Gabriel Prokofiev, grandson of famed Russian composer Sergei, spent the earlier part of Saturday night performing his classical/electronic compositions with the Art of Time Ensemble at Harbourfront Centre in Toronto, to an enthusiastic audience. Later, he performed for another, much different audience, this one at Queen West's Nocturne Club, where he DJ'ed until the wee hours of the morning.

For the past 10 years, Prokofiev has been attempting to navigate the road between the classical and the club scene, between metronome markings and beats per minute. Although not the first by a long shot to combine the two (Karlheinz Stockhausen, prince of the classical avant-garde, had an honoured place on the Beatles' Sgt. Pepper's album cover), Prokofiev may be the first to entwine the human spirit of the classics with the beat-oriented, mechanical world of electronic dance music. And based on the enthusiastic reception he received from Saturday's Art of Time audience, the combination seems to be working.

Three of Prokofiev's compositions were performed on Saturday, including two which involved electronics along with live performance. The first movement, Outta Pulsor, of his Cello Multitracks, combined live cellist Thomas Wiebe along with eight pre-recorded cello colleagues (actually one cellist recorded eight times), with Prokofiev mediating the mix between the participants live from his laptop. His Silentefor String Trio, Piano, Bass Clarinet and Scratch DJ had Prokofiev adding the scratches and clicks off a typical vinyl record to his instrumentalists as an equal participant in a musical performance – one player among many.

And that equality was the key to the success of these works. Mixed-media genres can so easily descend into novelty and empty effect, but Prokofiev never fell into that trap. His music is relatively conservative, respectful of the lyrical tradition of classical music and of the need for music to be accessible and clear, even when the methods by which it is being made are new. This is an aesthetic stance could have been picked up from his club experience, where the audience you are trying to move is standing right in front of you. That connection with an audience is wonderful when earned, and Prokofiev's classical compositions share some of the same desire for response.

They are also influenced by the powerful reliance on rhythm that lies at the soul of all electronic dance music. That rhythmic texture was especially obvious in the major work on the program, Prokofiev's First String Quartet, which has no electronic component at all, only traditional instruments. Yet throughout the work, the world of dance music kept insistently insinuating itself – through bows struck on strings, pizzicato pluckings, constantly repeating figures, complex interrelated rhythms– the world that dance music creates with its turntables, mixing boards and sampling machines.

But the acoustic version had one thing no dance music has – and that was the human element. The true nature of the open-ended freedom of classical music, compared to the tight, formulaic world of mechanized pop, came into view when Gabriel Prokofiev created laptop remixes on the spot of the pieces we had just heard performed live. In each case, the sprightly, quirky, open world of live performance was overwhelmed by the beat-oriented, reductive power of trance-like dance rhythms. It was like the Transformers in reverse – humans being forced into a mechanical, machine-like imprisonment. The mixes were powerful, and even beautiful, but reduced in some way by their need for repetitive continuity – not as satisfying as the earlier live performances of the same works had been.

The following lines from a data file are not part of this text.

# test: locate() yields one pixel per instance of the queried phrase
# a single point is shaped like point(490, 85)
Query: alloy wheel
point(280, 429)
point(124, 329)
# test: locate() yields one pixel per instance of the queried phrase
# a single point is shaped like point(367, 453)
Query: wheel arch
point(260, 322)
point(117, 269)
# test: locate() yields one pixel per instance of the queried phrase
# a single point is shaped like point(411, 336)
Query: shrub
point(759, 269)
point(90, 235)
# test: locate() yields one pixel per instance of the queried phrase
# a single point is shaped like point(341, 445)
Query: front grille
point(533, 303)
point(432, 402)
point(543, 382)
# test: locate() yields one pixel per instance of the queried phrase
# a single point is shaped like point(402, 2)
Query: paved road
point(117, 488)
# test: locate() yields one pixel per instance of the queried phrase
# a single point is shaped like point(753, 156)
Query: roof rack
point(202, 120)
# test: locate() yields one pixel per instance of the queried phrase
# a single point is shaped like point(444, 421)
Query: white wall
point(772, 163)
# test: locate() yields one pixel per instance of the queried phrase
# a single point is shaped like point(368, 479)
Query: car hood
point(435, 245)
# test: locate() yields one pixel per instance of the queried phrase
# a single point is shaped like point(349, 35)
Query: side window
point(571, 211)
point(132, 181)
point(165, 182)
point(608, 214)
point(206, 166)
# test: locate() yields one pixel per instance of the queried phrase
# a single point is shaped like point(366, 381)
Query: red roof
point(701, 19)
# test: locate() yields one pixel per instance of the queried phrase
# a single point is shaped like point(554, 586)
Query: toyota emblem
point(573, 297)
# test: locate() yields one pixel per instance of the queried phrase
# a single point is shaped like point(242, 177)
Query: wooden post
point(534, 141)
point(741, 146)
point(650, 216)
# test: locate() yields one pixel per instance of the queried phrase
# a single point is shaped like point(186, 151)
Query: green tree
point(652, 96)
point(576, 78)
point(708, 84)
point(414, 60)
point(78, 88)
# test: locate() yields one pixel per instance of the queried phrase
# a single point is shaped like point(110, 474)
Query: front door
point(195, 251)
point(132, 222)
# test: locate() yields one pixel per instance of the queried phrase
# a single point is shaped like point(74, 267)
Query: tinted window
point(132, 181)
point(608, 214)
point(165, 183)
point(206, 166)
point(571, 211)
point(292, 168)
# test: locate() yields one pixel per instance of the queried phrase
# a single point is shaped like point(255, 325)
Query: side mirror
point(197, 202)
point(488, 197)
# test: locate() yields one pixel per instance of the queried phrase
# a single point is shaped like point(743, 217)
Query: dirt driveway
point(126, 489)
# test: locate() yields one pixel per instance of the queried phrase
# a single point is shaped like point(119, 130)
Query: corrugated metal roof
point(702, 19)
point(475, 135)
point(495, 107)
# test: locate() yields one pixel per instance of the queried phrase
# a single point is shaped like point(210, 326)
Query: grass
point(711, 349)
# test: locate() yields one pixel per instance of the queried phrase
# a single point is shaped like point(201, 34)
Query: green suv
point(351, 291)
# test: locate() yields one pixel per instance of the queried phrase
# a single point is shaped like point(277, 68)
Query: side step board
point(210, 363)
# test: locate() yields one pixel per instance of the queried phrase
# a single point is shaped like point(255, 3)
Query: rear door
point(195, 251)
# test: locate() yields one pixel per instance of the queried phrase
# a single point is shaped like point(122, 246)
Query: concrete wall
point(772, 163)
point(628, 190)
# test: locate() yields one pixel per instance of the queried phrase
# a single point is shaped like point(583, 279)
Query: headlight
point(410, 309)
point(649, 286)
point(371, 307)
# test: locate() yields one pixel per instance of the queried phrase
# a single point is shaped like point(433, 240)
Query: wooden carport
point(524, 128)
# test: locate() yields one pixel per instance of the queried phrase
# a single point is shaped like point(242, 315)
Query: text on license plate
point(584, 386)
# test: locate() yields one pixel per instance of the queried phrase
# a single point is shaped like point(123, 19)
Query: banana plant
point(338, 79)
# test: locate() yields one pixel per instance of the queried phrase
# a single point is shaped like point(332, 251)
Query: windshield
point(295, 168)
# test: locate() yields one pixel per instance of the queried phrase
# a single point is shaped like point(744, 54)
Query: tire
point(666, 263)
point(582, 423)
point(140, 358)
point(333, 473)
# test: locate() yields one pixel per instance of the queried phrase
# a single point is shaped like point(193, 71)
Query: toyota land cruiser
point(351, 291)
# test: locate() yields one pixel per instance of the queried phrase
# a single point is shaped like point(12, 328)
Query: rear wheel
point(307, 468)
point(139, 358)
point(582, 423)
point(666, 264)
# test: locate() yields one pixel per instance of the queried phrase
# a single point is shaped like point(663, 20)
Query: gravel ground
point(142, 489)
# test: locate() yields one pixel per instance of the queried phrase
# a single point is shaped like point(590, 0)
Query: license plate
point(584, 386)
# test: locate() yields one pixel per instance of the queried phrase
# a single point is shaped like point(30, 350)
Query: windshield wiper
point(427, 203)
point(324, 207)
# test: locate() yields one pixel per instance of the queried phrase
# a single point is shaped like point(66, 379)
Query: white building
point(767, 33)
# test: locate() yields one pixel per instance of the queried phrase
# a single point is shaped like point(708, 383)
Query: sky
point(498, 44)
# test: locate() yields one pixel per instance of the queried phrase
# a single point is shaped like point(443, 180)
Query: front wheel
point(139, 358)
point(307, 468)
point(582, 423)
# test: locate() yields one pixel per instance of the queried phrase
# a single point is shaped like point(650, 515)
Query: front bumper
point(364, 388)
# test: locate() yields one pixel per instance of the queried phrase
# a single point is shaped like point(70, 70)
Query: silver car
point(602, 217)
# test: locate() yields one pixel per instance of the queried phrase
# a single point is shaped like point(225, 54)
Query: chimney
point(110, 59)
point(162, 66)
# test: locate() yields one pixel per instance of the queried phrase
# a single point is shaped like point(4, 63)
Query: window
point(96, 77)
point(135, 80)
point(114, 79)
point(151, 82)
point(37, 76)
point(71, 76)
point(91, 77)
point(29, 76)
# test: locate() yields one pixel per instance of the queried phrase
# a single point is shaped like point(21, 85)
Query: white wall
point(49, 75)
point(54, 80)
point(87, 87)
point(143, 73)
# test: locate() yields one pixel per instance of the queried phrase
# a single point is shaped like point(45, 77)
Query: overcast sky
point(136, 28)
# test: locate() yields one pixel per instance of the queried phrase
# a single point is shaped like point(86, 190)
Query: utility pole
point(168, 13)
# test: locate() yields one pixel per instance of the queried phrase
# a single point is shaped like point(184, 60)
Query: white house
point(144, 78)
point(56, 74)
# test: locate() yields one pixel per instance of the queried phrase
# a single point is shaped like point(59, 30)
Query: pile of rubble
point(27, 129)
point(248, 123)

Prokofiev loves his electronics, but he finds them at their most creative when conjoined with live musicians. And his audience responded to this mixture, especially as the performances by the Art of Time Ensemble were so excellent, in the Prokofiev works as well as the two non-Prokofiev pieces which began and ended the program. Robert Carli's soprano sax was the highlight of Jonathan Goldsmith's Camera Obscura, and the Quartet assembled for the Prokofiev also shone in Gavin Bryars's A Man in a Room Gambling.

The Art of Time Ensemble keeps pushing the boundaries for us of what is and isn't "classical" music. This time out, they provided much food for thought and fine music-making at the same time.